$$\int_0^{2\pi} \frac{(\cos \theta)^2 d \theta}{3-\sin \theta}$$
I''m having trouble simpliyfing this into a form that will allow me to use Residue Theorem. I got it to the point where the integrand looks like this:
$$=\frac{i(e^{2i\theta}+1)^2}{-2e^{i\theta}(e^{2i\theta}-6ie^{i\theta}-1)}$$
Then I found that the roots of the denominator are
$$\theta=-i\ln(3i+2i\sqrt{2})+i\arg(3i+2i\sqrt{2})+2i\pi k$$ $$\theta=-i\ln(3i-2i\sqrt{2})+i\arg(3i-2i\sqrt{2})+2i\pi k$$
But this doesn't seem likely to be the correct way of solving this. Any tips?
Update:
Ok so I tried something else:
Let $z=e^{i\theta}$. thus,
$$\oint_C (\frac{z^2+2+z^{-2}}{4})(\frac{1}{3-(\frac{z-z^{-1}}{2i})})\frac{dz}{iz}$$
$$=\oint_C (\frac{z^4+2z^2+1}{4z^2})(\frac{2}{6i-z^2+1})dz$$
$$=\oint_C (\frac{z^4+2z^2+1}{4z^2})(\frac{2}{(z+\sqrt{1+6i})(z-\sqrt{1+6i})})$$
Is this on the right track?? I guess the next step would just be to apply the residue theory...

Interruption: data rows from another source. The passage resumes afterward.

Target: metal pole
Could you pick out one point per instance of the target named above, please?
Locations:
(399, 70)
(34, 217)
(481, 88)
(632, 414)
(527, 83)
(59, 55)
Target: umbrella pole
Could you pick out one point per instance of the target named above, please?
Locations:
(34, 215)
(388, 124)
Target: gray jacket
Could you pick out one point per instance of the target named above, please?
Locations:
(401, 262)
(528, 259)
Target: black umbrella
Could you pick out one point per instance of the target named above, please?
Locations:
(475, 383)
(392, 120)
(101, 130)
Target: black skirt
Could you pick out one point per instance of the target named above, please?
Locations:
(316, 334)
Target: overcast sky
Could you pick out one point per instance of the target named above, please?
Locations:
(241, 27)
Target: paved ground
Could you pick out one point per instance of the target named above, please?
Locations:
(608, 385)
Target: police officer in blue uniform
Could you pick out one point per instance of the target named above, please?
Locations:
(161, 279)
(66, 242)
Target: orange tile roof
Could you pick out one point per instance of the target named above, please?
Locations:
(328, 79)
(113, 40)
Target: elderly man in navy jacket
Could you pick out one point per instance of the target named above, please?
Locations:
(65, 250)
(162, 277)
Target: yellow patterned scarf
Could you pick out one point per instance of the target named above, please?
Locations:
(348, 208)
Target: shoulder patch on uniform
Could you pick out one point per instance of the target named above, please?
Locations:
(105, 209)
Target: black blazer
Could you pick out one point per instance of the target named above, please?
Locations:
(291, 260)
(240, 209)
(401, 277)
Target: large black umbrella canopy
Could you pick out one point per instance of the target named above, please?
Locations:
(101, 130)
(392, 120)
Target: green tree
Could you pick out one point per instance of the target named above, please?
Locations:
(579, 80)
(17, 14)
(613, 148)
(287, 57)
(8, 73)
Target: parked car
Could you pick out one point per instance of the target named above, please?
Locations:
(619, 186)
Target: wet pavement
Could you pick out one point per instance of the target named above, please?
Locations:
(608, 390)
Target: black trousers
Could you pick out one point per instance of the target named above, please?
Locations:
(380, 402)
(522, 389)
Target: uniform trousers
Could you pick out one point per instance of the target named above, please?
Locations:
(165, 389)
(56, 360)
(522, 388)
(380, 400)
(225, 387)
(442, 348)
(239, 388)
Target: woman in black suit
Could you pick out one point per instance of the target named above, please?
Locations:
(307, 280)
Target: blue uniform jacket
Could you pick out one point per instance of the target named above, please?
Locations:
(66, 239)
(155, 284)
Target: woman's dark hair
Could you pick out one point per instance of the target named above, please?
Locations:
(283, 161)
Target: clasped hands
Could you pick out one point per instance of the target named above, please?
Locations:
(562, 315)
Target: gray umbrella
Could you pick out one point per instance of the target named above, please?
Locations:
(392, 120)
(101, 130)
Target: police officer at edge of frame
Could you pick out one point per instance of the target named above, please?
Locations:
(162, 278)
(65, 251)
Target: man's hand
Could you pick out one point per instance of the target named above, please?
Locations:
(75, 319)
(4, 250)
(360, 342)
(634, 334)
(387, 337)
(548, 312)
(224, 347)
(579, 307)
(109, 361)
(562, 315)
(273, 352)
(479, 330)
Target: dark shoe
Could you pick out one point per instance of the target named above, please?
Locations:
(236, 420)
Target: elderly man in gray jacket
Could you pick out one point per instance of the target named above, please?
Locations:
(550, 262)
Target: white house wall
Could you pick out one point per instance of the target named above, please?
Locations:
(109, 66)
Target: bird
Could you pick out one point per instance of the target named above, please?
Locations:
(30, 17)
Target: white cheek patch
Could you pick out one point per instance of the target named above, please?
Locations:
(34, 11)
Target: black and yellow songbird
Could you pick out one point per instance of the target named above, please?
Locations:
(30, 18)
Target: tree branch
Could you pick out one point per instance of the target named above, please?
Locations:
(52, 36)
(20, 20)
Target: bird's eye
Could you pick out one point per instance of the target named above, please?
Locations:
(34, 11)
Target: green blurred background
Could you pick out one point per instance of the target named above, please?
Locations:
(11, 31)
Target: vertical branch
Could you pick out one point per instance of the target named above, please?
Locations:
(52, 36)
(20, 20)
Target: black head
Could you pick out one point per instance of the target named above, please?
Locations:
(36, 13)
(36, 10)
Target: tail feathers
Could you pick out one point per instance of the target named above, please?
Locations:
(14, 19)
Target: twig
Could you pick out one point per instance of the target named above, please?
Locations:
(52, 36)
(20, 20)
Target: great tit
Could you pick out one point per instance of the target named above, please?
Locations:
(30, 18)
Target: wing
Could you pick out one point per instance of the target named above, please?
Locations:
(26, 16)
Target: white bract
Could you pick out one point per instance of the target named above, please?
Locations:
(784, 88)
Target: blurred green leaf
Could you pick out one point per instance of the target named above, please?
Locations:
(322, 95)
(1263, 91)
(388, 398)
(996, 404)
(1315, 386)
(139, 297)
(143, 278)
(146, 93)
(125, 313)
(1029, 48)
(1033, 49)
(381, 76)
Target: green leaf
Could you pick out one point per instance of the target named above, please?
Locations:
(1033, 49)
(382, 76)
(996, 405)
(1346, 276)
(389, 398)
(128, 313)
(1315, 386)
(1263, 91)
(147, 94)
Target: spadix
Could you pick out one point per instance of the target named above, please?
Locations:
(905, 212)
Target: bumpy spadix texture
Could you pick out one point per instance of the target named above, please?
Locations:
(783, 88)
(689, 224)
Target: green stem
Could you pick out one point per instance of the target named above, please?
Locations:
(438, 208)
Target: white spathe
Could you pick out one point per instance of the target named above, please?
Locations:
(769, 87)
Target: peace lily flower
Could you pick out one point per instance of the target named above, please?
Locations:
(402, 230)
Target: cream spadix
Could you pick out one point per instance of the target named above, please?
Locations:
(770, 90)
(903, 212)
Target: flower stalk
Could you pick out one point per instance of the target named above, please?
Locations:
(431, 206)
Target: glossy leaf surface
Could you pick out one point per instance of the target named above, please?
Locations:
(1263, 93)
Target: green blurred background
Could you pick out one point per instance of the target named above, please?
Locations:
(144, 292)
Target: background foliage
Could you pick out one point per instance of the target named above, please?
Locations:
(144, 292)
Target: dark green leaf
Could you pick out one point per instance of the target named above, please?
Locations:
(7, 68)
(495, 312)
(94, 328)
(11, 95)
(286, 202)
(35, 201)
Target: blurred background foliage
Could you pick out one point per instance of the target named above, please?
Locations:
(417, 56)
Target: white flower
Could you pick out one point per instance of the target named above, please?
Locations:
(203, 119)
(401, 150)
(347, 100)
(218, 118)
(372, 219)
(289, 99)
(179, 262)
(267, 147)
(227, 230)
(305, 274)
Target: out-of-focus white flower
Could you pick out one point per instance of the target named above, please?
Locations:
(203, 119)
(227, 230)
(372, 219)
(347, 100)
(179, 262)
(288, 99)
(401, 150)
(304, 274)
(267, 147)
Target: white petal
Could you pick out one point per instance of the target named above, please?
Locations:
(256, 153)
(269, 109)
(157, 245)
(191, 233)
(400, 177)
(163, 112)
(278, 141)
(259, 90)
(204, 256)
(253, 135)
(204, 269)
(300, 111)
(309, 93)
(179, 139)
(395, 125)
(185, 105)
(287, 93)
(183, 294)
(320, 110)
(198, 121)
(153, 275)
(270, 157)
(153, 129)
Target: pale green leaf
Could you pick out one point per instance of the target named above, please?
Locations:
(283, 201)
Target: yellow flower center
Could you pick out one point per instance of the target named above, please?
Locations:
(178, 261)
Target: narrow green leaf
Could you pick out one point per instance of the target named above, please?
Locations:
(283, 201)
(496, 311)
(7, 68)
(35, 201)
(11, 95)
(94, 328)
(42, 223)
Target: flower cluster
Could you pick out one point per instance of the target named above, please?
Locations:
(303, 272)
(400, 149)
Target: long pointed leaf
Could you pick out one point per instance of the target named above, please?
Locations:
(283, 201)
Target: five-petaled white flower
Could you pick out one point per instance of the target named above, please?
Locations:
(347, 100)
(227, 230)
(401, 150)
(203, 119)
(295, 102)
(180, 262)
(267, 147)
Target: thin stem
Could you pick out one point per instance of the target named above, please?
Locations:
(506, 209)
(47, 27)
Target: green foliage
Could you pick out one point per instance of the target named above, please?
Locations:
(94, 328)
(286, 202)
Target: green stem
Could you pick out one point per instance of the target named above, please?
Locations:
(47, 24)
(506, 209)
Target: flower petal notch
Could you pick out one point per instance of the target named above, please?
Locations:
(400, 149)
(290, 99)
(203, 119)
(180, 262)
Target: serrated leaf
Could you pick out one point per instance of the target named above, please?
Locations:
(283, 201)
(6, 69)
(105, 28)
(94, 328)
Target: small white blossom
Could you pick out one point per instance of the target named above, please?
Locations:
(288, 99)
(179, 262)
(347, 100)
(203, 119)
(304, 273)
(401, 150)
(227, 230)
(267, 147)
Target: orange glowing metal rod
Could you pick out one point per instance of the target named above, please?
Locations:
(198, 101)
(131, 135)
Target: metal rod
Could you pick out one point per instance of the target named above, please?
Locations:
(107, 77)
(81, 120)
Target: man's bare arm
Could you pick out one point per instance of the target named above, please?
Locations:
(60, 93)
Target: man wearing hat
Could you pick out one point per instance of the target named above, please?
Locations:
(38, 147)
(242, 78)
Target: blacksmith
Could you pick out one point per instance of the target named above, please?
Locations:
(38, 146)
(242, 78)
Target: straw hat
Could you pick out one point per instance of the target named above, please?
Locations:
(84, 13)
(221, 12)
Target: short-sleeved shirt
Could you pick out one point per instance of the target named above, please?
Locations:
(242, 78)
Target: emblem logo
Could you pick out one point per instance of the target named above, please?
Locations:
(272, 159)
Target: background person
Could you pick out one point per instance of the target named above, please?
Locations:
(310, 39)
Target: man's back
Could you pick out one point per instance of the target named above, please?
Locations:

On the unit circle, Using the substitution $z=e^{i\theta}$, we get $$ \begin{align} \sin(\theta)&=\frac1{2i}\left(z-\frac1z\right)\\ \cos(\theta)&=\frac12\left(z+\frac1z\right)\\ \mathrm{d}\theta&=\frac{\mathrm{d}z}{iz} \end{align} $$ Therefore, on a counter-clockwise contour along the unit circle, $$ \begin{align} \int_0^{2\pi}\frac{\cos^2(\theta)\,\mathrm{d}\theta}{3-\sin(\theta)} &=\frac12\oint\frac{(z^2+1)^2}{6iz-(z^2-1)}\frac{\mathrm{d}z}{z^2}\\ &=\frac12\oint\frac{1+2z^2+z^4}{1+6iz-z^2}\frac{\mathrm{d}z}{z^2}\\ &=\frac12\oint\left(-1+\frac1{z^2}\color{#C00000}{-\frac{6i}z}+4\sqrt2\,i\left(\color{#C00000}{\frac1{z-\left(3-2\sqrt2\right)i}}-\frac1{z-\left(3+2\sqrt2\right)i}\right)\right)\mathrm{d}z\\[3pt] &=2\pi i\left(-3i+2\sqrt2\,i\right)\\[9pt] &=\left(6-4\sqrt2\right)\pi\\[3pt] &=\frac{2\pi}{3+2\sqrt2} \end{align} $$ Since the red terms have non-zero residue inside the unit circle.